Hurricane Michael made landfall near Mexico Beach, Florida, on Wednesday afternoon as a Category 4 storm — just shy of a Category 5 and the strongest ever to hit that part of the state in recorded history.
The storm crossed land about 20 miles southeast of Panama City at around 1:30 p.m. ET, traveling at 14 mph, with maximum sustained winds of 155 mph.
“THIS IS A WORST CASE SCENARIO for the Florida Panhandle!!Listen to your local emergency officials. Stay Inside & Survive,” the National Weather Service tweeted, quoting Director Louis Uccullini.
The latest on the storm:
- More than 265,000 customers in Florida and more than 50,000 in Georgia and Alabama were without power.
- More than 375,000 Florida residents were under evacuation orders.
- The storm was packing maximum sustained winds of 155 mph.
“We expect conditions across the Panhandle to begin deteriorating rapidly,” Florida Gov. Rick Scott said. “Now the storm is here. It is not safe to travel across the Panhandle.”
Michael became one of the worst storms the Panhandle has ever faced. As the eye moved over the area, the National Weather Service warned people not to go outside in the “relative calm” because winds would pick up swiftly.

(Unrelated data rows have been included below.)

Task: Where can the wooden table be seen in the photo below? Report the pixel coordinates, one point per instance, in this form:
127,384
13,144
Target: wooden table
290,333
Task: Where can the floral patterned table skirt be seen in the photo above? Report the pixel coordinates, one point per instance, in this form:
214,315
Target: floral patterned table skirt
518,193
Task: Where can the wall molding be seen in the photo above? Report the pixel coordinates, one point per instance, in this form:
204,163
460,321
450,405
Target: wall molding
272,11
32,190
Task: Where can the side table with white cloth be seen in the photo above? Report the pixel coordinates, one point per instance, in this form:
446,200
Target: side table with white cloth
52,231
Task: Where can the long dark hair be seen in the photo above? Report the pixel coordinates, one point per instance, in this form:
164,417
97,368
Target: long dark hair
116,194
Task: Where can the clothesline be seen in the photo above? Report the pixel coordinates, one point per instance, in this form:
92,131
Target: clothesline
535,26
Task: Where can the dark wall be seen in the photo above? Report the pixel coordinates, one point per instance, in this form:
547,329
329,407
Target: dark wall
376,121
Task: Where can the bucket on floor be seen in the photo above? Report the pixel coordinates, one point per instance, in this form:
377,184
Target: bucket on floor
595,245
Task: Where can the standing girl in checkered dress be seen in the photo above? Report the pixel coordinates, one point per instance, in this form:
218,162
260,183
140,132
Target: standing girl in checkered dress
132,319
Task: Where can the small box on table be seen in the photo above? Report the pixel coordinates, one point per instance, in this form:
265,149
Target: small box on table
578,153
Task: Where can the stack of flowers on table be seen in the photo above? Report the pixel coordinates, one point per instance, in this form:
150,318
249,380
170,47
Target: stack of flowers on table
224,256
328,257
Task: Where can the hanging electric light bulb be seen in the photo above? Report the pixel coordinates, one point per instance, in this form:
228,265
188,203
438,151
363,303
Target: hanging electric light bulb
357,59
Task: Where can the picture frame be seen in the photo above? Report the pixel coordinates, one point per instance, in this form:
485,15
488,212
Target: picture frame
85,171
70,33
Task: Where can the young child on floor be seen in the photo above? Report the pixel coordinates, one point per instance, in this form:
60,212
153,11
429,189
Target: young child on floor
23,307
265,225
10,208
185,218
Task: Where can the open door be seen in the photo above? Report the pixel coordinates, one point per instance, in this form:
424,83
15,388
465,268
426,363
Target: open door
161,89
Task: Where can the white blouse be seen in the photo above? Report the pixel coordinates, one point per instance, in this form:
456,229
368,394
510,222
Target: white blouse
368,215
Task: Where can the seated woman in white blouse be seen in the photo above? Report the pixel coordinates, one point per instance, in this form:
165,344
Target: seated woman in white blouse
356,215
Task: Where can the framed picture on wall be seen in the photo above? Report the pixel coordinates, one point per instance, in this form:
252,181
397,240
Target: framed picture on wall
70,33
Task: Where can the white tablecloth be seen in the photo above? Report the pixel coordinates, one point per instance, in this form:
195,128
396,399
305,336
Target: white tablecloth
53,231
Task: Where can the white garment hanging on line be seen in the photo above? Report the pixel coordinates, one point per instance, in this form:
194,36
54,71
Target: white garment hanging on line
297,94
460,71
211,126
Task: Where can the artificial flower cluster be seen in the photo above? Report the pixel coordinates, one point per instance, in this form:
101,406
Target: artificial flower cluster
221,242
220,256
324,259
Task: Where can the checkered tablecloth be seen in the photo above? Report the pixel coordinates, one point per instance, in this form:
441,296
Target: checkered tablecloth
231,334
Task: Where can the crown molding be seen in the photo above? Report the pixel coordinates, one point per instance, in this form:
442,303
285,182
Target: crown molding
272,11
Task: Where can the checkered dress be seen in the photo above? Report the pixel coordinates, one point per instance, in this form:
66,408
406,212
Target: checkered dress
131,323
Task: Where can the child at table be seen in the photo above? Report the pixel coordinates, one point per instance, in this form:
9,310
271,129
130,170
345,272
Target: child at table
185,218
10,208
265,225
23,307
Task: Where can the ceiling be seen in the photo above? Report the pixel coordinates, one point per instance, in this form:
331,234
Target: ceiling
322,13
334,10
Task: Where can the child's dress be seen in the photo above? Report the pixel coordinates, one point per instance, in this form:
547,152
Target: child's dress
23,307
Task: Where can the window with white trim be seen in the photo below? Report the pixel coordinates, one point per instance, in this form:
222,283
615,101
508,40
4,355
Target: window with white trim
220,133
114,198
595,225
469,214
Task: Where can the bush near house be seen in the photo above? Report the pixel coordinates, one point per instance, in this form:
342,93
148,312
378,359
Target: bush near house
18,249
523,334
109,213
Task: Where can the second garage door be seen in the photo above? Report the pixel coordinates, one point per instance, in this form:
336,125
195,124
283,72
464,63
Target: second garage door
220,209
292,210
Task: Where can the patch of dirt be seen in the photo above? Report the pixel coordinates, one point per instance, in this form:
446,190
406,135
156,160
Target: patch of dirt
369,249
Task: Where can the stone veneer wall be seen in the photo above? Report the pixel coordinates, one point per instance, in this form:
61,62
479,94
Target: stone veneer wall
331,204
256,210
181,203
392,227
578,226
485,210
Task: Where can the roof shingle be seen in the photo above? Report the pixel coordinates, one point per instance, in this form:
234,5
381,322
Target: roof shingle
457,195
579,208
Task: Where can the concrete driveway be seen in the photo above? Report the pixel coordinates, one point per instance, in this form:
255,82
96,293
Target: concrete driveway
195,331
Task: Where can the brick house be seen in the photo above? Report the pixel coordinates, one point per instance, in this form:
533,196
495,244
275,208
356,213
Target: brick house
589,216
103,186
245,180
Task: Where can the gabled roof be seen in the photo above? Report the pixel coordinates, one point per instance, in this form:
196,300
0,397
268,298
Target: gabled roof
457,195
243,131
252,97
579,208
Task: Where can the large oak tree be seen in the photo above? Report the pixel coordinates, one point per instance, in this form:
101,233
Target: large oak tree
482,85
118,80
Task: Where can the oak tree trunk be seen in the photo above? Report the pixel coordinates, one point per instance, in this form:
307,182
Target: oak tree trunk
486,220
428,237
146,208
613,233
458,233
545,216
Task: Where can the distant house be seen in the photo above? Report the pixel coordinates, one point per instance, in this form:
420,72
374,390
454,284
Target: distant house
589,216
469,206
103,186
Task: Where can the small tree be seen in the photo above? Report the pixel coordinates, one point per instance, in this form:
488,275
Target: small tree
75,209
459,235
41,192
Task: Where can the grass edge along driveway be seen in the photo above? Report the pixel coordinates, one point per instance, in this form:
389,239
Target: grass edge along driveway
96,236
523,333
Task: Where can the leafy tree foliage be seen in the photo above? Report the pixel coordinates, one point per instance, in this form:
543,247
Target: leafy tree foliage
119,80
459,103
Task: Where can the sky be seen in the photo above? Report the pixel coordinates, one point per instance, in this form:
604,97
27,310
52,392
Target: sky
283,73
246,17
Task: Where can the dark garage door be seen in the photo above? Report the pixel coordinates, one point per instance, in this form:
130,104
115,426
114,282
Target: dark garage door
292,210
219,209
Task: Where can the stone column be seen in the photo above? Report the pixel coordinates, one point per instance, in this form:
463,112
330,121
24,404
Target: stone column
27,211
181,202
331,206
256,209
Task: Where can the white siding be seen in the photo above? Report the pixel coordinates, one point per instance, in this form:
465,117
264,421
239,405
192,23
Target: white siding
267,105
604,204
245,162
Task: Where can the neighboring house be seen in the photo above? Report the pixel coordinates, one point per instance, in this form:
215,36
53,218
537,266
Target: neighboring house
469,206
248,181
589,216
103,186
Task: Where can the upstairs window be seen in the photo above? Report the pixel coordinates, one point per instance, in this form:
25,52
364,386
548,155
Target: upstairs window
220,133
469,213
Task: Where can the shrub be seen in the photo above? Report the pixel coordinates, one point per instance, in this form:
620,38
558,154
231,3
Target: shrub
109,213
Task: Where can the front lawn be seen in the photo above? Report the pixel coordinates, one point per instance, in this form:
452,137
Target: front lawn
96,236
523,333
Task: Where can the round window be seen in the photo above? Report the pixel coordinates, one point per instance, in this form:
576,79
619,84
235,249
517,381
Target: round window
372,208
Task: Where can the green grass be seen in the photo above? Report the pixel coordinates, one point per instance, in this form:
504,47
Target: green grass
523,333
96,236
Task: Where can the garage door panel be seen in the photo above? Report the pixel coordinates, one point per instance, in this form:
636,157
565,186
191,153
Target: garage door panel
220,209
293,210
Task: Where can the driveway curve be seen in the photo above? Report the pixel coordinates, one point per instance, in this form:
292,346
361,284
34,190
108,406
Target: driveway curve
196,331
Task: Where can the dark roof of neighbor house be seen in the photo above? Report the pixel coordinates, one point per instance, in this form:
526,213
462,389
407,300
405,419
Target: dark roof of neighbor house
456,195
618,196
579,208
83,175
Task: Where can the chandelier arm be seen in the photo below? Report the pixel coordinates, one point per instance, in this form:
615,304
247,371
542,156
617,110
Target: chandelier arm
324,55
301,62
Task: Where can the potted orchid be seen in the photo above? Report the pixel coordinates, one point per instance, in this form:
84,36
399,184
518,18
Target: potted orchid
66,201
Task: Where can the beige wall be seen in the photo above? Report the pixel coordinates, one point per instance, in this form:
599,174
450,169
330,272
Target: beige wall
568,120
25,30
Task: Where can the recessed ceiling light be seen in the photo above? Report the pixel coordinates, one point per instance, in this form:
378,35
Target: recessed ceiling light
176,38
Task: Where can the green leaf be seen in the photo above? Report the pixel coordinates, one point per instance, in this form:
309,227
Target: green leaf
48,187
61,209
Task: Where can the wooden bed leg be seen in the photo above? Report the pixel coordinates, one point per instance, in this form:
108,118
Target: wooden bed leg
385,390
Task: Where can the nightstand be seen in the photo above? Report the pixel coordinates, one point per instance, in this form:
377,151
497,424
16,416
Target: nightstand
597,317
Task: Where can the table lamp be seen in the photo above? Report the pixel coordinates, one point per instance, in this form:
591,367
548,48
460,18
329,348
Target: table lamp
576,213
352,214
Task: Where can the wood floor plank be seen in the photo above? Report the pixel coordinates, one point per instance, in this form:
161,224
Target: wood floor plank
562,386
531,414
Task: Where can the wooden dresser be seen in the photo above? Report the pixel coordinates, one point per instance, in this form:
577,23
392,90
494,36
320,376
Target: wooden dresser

Hurricane-force winds would extend from the eye of the storm by 45 miles, the Hurricane Center said, and less severe tropical storm-force winds would extend up to 185 miles outward. Parts of both Florida and Georgia were under tornado warnings until early Thursday morning.
“The historical record, going back to 1851, finds no Category 4 hurricane ever hitting the Florida panhandle,” National Hurricane Center Meteorologist Dennis Feltgen wrote in a Facebook post Wednesday.
Storm surge would be the most catastrophic on the Florida coast at nine to 14 feet. “The water will come miles inshore and can easily rise over the roofs of houses,” Scott said, adding that even two feet of storm surge could be deadly.
Lisa Dawn Parker, 51, decided to stay behind in Panama City Beach with her boyfriend. They watched from a sixth-floor apartment as winds tore the roof off of a beach resort.
“The resort next to us is completely demolished,” Parker said. “The windows are blown out. The whole front of it’s gone.”
“We didn’t think it was going to be worse than [Hurricane] Ivan. We don’t know why we stayed,” said a scared Parker.
More than 375,000 residents in dozens of Florida counties were under evacuation orders Wednesday, but FEMA administrator Brock Long said some residents didn’t have time to flee, while more than 144,000 customers were without power.
“If you failed to heed a warning for any reason, your goal should be to elevate as high as you can and get into a facility that you think can withstand the winds at this point and hope for the best,” Long said.
“Those who stick around to experience storm surge don’t typically live to tell about it, unfortunately,” Long said.
“Our prayers are with those that stayed. It’s going to be a devastating storm,” said Jeff Byard, FEMA’s associate administrator for the office of response and recovery.
“It is definitely going to knock out the services such as power. Our transportation will be heavily, heavily impacted, which is going to compound and complex issues when it is safe to go out and do search and rescue,” Byard said.
A Weather Channel crew even tried to leave their base in Apalachicola, but couldn’t because storm conditions made it impossible to drive, meteorologist Mike Bettes said on Twitter.
The sheriff in Panama City’s Bay County issued a shelter-in-place order early Wednesday, and the county’s Department of Emergency Services said officers could no longer respond to calls.
“It’s about too late to find shelters with #Michael moving in right now. The best thing to do is find shelter in your own place away from any windows,” the National Weather Service in Tallahassee, about 20 miles inland, said.
Officials also shut down the Hathaway Bridge on Wednesday, which connects Panama City and Panama City Beach, and is a main route in and out of the cities.
Torrential rains, destructive winds and possible tornadoes would also extend well inland. Parts of Georgia, Alabama, Mississippi and the Carolinas would also likely be hard-hit. Georgia Gov. Nathan Deal declared a state of emergency for 108 counties.
In North Carolina, Gov. Roy Cooper issued a state of emergency ahead of Michael. Tropical storm warnings and storm surge watches were issued for parts of the coast of North Carolina, according to NOAA. The state was pummeled last month by the deadly Hurricane Florence.
Peter Macias, of the Red Cross, said approximately 4,000 people entered nearly 70 evacuation centers across the Florida Panhandle and into Alabama overnight.
On Tuesday, President Donald Trump signed the emergency declaration requested by Scott for 35 Florida counties. Scott said Wednesday morning he updated the president on the storm, and Trump offered any necessary resources “as we prepare to respond to this massive and catastrophic storm.”
Government offices will close in those 35 counties, and while Tuesday was the deadline for Floridians to register to vote, residents will be allowed to register on the day those offices reopen, according to a statement from the Florida secretary of state. The Florida Democratic Party filed a lawsuit Tuesday saying that the one-day extension was insufficient and confusing.